Attorney balances career with family Lawyer specializes in insurance claims

Tri-Valley Herald
By Marc Albert
September 21, 2003

DANVILLE — Calm and soft-spoken, it’s hard to imagine a courtroom lion lurks inside Terrance Coleman.

As a young attorney at San Francisco’s Pillsbury & Coleman, Coleman battles insurers failing to honor policies. But in contrast with the Hollywood images of a corporate hired gun or cigar-chomping ambulance chaser, Coleman seems every bit the cool and collected family man.

He takes pride in breaking those stereotypes at work. Over coffee at a mini-mall Starbucks here near his home in suburban Danville, a light breeze wafted through the parking lot and Coleman related a cherished anecdote: “You really changed how we feel about lawyers,” he recalled jurors telling him after a 31/2-month-long trial. “You were believable.”

There are some things, though, that Hollywood doesn’t get entirely wrong. Coleman works long hours and is paid well by most standards — though he only recently retired his student loan debts. Work doesn’t leave much time for leisure pursuits — the downtime he can get is spent with his family, 3-year-old Garrett, 11-month-old Bridget, wife Luci, and Brandon Stoneburner, 16, his wife’s son from a previous marriage.

A native of Stockton, and graduate of St. Mary’s High School there, Coleman enrolled at the University of California, Berkeley with a love for science. But at Berkeley, Coleman learned he was a small fish in a very big pond.

“Everyone was so serious,” he said. “I decided I wasn’t cut out to be a physicist.
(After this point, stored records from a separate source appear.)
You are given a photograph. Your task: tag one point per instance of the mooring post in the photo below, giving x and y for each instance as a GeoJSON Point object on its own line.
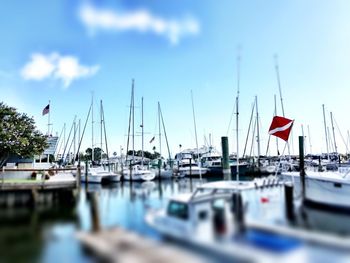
{"type": "Point", "coordinates": [288, 195]}
{"type": "Point", "coordinates": [95, 218]}
{"type": "Point", "coordinates": [86, 172]}
{"type": "Point", "coordinates": [225, 163]}
{"type": "Point", "coordinates": [302, 166]}
{"type": "Point", "coordinates": [238, 212]}
{"type": "Point", "coordinates": [191, 168]}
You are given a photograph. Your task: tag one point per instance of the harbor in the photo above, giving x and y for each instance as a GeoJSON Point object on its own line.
{"type": "Point", "coordinates": [171, 131]}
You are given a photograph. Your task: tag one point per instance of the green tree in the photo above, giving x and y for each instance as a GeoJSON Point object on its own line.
{"type": "Point", "coordinates": [18, 135]}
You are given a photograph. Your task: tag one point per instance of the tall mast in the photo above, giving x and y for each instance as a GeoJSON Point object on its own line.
{"type": "Point", "coordinates": [308, 132]}
{"type": "Point", "coordinates": [325, 130]}
{"type": "Point", "coordinates": [48, 119]}
{"type": "Point", "coordinates": [281, 98]}
{"type": "Point", "coordinates": [275, 100]}
{"type": "Point", "coordinates": [257, 129]}
{"type": "Point", "coordinates": [302, 133]}
{"type": "Point", "coordinates": [92, 127]}
{"type": "Point", "coordinates": [335, 144]}
{"type": "Point", "coordinates": [142, 130]}
{"type": "Point", "coordinates": [195, 132]}
{"type": "Point", "coordinates": [105, 134]}
{"type": "Point", "coordinates": [101, 123]}
{"type": "Point", "coordinates": [130, 114]}
{"type": "Point", "coordinates": [159, 130]}
{"type": "Point", "coordinates": [237, 113]}
{"type": "Point", "coordinates": [166, 138]}
{"type": "Point", "coordinates": [133, 124]}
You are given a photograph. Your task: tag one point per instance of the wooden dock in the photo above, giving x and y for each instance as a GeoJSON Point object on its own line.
{"type": "Point", "coordinates": [122, 246]}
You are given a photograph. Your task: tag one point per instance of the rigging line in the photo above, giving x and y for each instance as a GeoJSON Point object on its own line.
{"type": "Point", "coordinates": [341, 135]}
{"type": "Point", "coordinates": [232, 114]}
{"type": "Point", "coordinates": [129, 127]}
{"type": "Point", "coordinates": [82, 135]}
{"type": "Point", "coordinates": [250, 123]}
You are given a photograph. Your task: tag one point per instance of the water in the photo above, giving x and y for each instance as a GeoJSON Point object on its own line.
{"type": "Point", "coordinates": [47, 234]}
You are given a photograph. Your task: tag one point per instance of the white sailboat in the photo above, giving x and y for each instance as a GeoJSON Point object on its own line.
{"type": "Point", "coordinates": [133, 171]}
{"type": "Point", "coordinates": [97, 174]}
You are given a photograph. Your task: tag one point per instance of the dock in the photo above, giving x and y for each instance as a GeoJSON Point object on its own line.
{"type": "Point", "coordinates": [46, 187]}
{"type": "Point", "coordinates": [123, 246]}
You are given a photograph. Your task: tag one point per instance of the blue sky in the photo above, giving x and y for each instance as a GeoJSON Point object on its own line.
{"type": "Point", "coordinates": [63, 50]}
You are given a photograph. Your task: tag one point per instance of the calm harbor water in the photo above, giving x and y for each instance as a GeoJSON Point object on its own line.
{"type": "Point", "coordinates": [47, 234]}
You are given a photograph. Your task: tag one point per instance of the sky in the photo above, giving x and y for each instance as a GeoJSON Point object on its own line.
{"type": "Point", "coordinates": [65, 51]}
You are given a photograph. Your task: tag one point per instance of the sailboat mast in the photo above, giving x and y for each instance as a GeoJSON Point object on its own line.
{"type": "Point", "coordinates": [166, 138]}
{"type": "Point", "coordinates": [101, 123]}
{"type": "Point", "coordinates": [237, 113]}
{"type": "Point", "coordinates": [142, 131]}
{"type": "Point", "coordinates": [195, 132]}
{"type": "Point", "coordinates": [133, 124]}
{"type": "Point", "coordinates": [308, 132]}
{"type": "Point", "coordinates": [325, 130]}
{"type": "Point", "coordinates": [335, 144]}
{"type": "Point", "coordinates": [257, 129]}
{"type": "Point", "coordinates": [160, 135]}
{"type": "Point", "coordinates": [128, 140]}
{"type": "Point", "coordinates": [105, 134]}
{"type": "Point", "coordinates": [275, 100]}
{"type": "Point", "coordinates": [92, 127]}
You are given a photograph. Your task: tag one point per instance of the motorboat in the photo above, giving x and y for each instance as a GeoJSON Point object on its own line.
{"type": "Point", "coordinates": [99, 175]}
{"type": "Point", "coordinates": [138, 173]}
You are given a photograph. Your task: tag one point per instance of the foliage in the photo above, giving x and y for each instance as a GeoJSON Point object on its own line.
{"type": "Point", "coordinates": [18, 135]}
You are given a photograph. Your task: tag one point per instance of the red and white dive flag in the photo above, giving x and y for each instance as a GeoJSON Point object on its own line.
{"type": "Point", "coordinates": [281, 127]}
{"type": "Point", "coordinates": [46, 110]}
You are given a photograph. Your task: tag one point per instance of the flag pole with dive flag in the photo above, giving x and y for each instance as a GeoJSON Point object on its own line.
{"type": "Point", "coordinates": [281, 127]}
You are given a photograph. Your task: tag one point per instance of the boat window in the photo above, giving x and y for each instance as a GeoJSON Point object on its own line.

There were far smarter people in the physics department.”

So Coleman shifted gears and went for history — a field that helped reignite a fascination with law sparked as a child when he attended a talk by controversial defense attorney F. Lee Bailey with his mother.

“I don’t know whether it was because of that, but I always knew I’d go into law.” He contemplated enrolling in a graduate history program but wanted “greater action” than he assumed he would have from research or teaching.

“The idea of being a trial lawyer … it’s a fun way of helping people. It’s tough and rewarding.”

But it was controversy and the insurance industry’s staunch opposition to the implementation of 1988’s voter-approved Proposition 103 — a measure to reform the industry — that focused Coleman’s energy on insurance. Parts of the law — particularly provisions setting up a “no-fault” system — were blocked from implementation by the industry, a fact still vexing to Coleman.

That annoyance turned to fervor while he was a third-year law student working as a clerk in cases involving victims of the disastrous 1991 Oakland hills fire whose insurers declined to honor claims.

It is something he carries with him. “People I represent have been victimized twice, once when they suffered through a tragedy and once when their insurance company refused to honor a valid claim,” he said.

Recently, Coleman became involved in a battle a little closer to home. Health Net, an insurer, declined to renew a health plan for the San Francisco Trial Lawyers Association, a group on whose board Coleman sits. Coleman insists Health Net lacks the “good cause” required under the contract to cancel the policy.

Coleman says Health Net’s move follows an industry trend: phasing out health insurance to any groups other than through employers or individuals. “No one is writing that kind of coverage anymore.”

The reason, he said, is regulatory. Health coverage through employers is regulated by federal law, while insurance written to cover other groups is managed by stricter state laws. Coleman said that federal regulations don’t guarantee jury trials and preclude breach of contract lawsuits, punitive and consequential damages.

Essentially, Coleman reasons, the threat of non-compensatory damages are required to keep insurers on the up and up.

Coleman also has a beef with the law school system. Schools are too expensive, he said. He should know, he was $75,000 in the hole at graduation.

“There’s such a built-in incentive to go the big firm route instead of (working in) the public interest,” he said.

Though he works between 40 and 80 hours a week, Coleman isn’t always thinking law. With a teen, a toddler and an infant around the house, he’s admittedly more conscious of the 5:01 p.m. to 8:59 a.m. world.

Within days of his daughter’s birth, Coleman started a lengthy trial in San Rafael — an experience he described as “grueling” for the whole family.

“It tends to make you more focused on being a provider,” he said. “Kids, they depend on you for so much, not just food and shelter. My son, he doesn’t like it when I have to go.”